The new research was done using a somewhat novel approach. Rather than using models based on regional sea temperatures, or on the differences between the regional sea temperatures and the average temperatures in the tropical oceans, the two most-used methods, a new approach was used.
“Instead of choosing between the two methods, I have chosen to use temperatures from all around the world and combine them into a single model,” states climate scientist Aslak Grinsted, from the Centre for Ice and Climate at the Niels Bohr Institute at the University of Copenhagen.

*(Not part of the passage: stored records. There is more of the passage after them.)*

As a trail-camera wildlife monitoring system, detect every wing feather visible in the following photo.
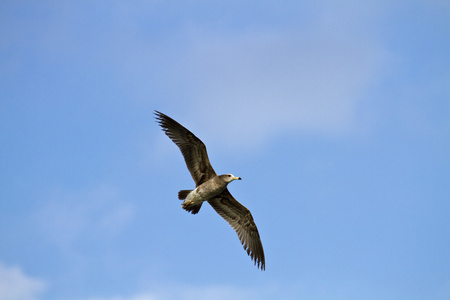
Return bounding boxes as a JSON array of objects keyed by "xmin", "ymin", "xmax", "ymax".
[
  {"xmin": 154, "ymin": 111, "xmax": 216, "ymax": 186},
  {"xmin": 208, "ymin": 189, "xmax": 265, "ymax": 270}
]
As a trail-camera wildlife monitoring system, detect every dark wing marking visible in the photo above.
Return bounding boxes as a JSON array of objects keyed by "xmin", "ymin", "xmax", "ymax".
[
  {"xmin": 155, "ymin": 111, "xmax": 217, "ymax": 186},
  {"xmin": 208, "ymin": 189, "xmax": 265, "ymax": 270}
]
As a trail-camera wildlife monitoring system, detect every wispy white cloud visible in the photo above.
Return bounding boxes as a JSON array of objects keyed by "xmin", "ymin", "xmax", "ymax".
[
  {"xmin": 122, "ymin": 2, "xmax": 390, "ymax": 153},
  {"xmin": 179, "ymin": 18, "xmax": 389, "ymax": 150},
  {"xmin": 186, "ymin": 30, "xmax": 387, "ymax": 148},
  {"xmin": 0, "ymin": 262, "xmax": 46, "ymax": 300}
]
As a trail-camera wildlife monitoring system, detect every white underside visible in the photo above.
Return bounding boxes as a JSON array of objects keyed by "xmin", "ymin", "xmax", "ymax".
[{"xmin": 183, "ymin": 189, "xmax": 204, "ymax": 205}]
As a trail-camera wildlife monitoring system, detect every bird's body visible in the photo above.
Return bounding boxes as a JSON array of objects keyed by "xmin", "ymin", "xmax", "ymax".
[
  {"xmin": 155, "ymin": 111, "xmax": 265, "ymax": 270},
  {"xmin": 179, "ymin": 174, "xmax": 241, "ymax": 213}
]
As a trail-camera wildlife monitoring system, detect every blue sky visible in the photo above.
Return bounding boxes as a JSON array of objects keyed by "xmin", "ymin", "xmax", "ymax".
[{"xmin": 1, "ymin": 1, "xmax": 449, "ymax": 299}]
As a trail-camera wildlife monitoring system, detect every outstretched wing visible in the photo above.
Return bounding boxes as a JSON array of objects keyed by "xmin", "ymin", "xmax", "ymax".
[
  {"xmin": 155, "ymin": 111, "xmax": 216, "ymax": 186},
  {"xmin": 208, "ymin": 189, "xmax": 265, "ymax": 270}
]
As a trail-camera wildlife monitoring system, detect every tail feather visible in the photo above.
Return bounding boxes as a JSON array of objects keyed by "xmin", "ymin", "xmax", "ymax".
[
  {"xmin": 178, "ymin": 190, "xmax": 193, "ymax": 200},
  {"xmin": 178, "ymin": 189, "xmax": 202, "ymax": 214}
]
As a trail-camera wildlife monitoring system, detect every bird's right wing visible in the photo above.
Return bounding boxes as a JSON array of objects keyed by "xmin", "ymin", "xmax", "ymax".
[
  {"xmin": 208, "ymin": 189, "xmax": 265, "ymax": 270},
  {"xmin": 155, "ymin": 111, "xmax": 216, "ymax": 186}
]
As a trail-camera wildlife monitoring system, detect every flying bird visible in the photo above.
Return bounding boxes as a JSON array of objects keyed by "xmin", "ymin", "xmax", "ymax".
[{"xmin": 155, "ymin": 110, "xmax": 265, "ymax": 270}]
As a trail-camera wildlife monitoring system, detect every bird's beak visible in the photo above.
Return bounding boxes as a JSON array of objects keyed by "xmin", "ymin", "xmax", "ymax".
[{"xmin": 235, "ymin": 177, "xmax": 242, "ymax": 180}]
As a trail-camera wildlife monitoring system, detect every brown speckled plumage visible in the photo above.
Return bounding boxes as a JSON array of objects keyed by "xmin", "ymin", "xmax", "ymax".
[{"xmin": 155, "ymin": 111, "xmax": 265, "ymax": 270}]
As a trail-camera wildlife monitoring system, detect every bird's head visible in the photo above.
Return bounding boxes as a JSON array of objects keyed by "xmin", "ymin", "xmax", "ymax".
[{"xmin": 221, "ymin": 174, "xmax": 242, "ymax": 183}]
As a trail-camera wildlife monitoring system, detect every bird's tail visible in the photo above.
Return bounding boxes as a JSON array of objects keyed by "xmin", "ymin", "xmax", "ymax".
[
  {"xmin": 178, "ymin": 190, "xmax": 202, "ymax": 214},
  {"xmin": 178, "ymin": 190, "xmax": 193, "ymax": 200}
]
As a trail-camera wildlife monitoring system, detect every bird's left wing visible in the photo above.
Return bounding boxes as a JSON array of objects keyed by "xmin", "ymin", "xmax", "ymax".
[
  {"xmin": 208, "ymin": 189, "xmax": 265, "ymax": 270},
  {"xmin": 154, "ymin": 111, "xmax": 217, "ymax": 186}
]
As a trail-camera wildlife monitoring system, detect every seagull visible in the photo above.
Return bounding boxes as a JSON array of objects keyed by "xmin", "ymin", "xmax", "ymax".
[{"xmin": 155, "ymin": 111, "xmax": 265, "ymax": 270}]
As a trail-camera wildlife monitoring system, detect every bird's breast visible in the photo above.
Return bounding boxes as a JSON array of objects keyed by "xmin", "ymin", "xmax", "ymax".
[{"xmin": 195, "ymin": 180, "xmax": 226, "ymax": 201}]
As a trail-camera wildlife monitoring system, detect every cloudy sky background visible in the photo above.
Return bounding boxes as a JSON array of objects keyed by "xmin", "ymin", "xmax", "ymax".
[{"xmin": 1, "ymin": 1, "xmax": 449, "ymax": 300}]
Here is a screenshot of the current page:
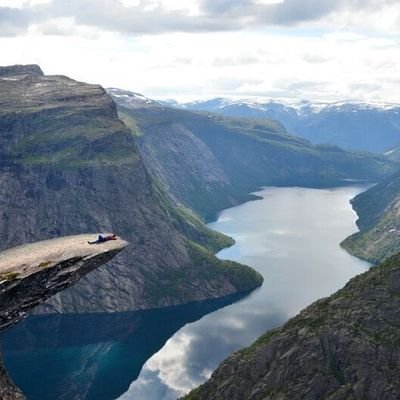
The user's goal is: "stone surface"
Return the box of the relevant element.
[0,234,127,332]
[183,253,400,400]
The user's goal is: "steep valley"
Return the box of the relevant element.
[2,66,400,400]
[109,89,398,220]
[0,65,263,315]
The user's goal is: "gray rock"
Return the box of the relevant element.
[0,234,127,331]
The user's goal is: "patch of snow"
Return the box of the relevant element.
[384,149,396,155]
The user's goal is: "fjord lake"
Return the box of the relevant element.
[2,186,370,400]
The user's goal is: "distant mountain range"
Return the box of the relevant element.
[107,88,397,220]
[164,97,400,153]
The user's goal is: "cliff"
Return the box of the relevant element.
[0,65,262,314]
[0,234,127,400]
[0,234,127,331]
[183,253,400,400]
[341,172,400,263]
[109,89,397,219]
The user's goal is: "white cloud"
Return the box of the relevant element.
[0,0,50,7]
[0,0,399,102]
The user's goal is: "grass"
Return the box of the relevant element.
[0,271,20,281]
[37,261,52,269]
[143,240,263,306]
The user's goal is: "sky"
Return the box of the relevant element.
[0,0,399,103]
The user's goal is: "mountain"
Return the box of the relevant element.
[0,65,263,314]
[341,171,400,263]
[183,252,400,400]
[174,98,400,153]
[108,89,398,220]
[107,88,160,109]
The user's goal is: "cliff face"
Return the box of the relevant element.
[0,234,126,400]
[341,173,400,263]
[109,90,397,219]
[184,253,400,400]
[0,65,262,313]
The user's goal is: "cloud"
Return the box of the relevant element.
[0,6,31,36]
[0,0,399,37]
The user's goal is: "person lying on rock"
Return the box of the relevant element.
[88,234,117,245]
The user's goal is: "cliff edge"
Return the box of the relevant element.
[0,234,127,399]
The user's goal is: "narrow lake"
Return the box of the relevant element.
[2,186,370,400]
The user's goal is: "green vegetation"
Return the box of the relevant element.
[118,111,143,137]
[37,261,52,269]
[0,271,20,281]
[6,107,140,168]
[117,102,398,219]
[151,177,235,252]
[341,172,400,263]
[143,240,263,306]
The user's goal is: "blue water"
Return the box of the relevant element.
[2,186,370,399]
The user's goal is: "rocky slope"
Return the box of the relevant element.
[183,253,400,400]
[341,172,400,263]
[175,97,400,153]
[109,89,397,219]
[0,65,262,314]
[0,234,126,400]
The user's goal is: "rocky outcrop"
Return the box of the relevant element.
[0,234,127,332]
[0,64,43,77]
[183,253,400,400]
[0,234,126,400]
[0,65,262,313]
[110,90,397,219]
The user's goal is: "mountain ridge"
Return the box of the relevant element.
[108,88,398,220]
[167,96,400,153]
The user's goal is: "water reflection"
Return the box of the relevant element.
[1,293,248,400]
[120,186,370,399]
[2,186,371,400]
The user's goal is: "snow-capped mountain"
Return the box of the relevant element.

The new approach “takes into account the individual statistical models and weights them according to how good they are at explaining past storm surges. In this way, he sees that the model reflects the known physical relationships, for example, how the El Niño phenomenon affects the formation of cyclones.”
During the past 90 years, a ‘Katrina’ magnitude storm surge occurred roughly every 20 years. But with rising temperatures, and it’s associated effects, that will increase significantly.
“We find that 0.4 degrees Celcius warming of the climate corresponds to a doubling of the frequency of extreme storm surges like the one following Hurricane Katrina. With the global warming we have had during the 20th century, we have already crossed the threshold where more than half of all ‘Katrinas’ are due to global warming,” says Aslak Grinsted.
“If the temperature rises an additional degree, the frequency will increase by 3-4 times and if the global climate becomes two degrees warmer, there will be about 10 times as many extreme storm surges. This means that there will be a ‘Katrina’ magnitude storm surge every other year,” says Aslak Grinsted.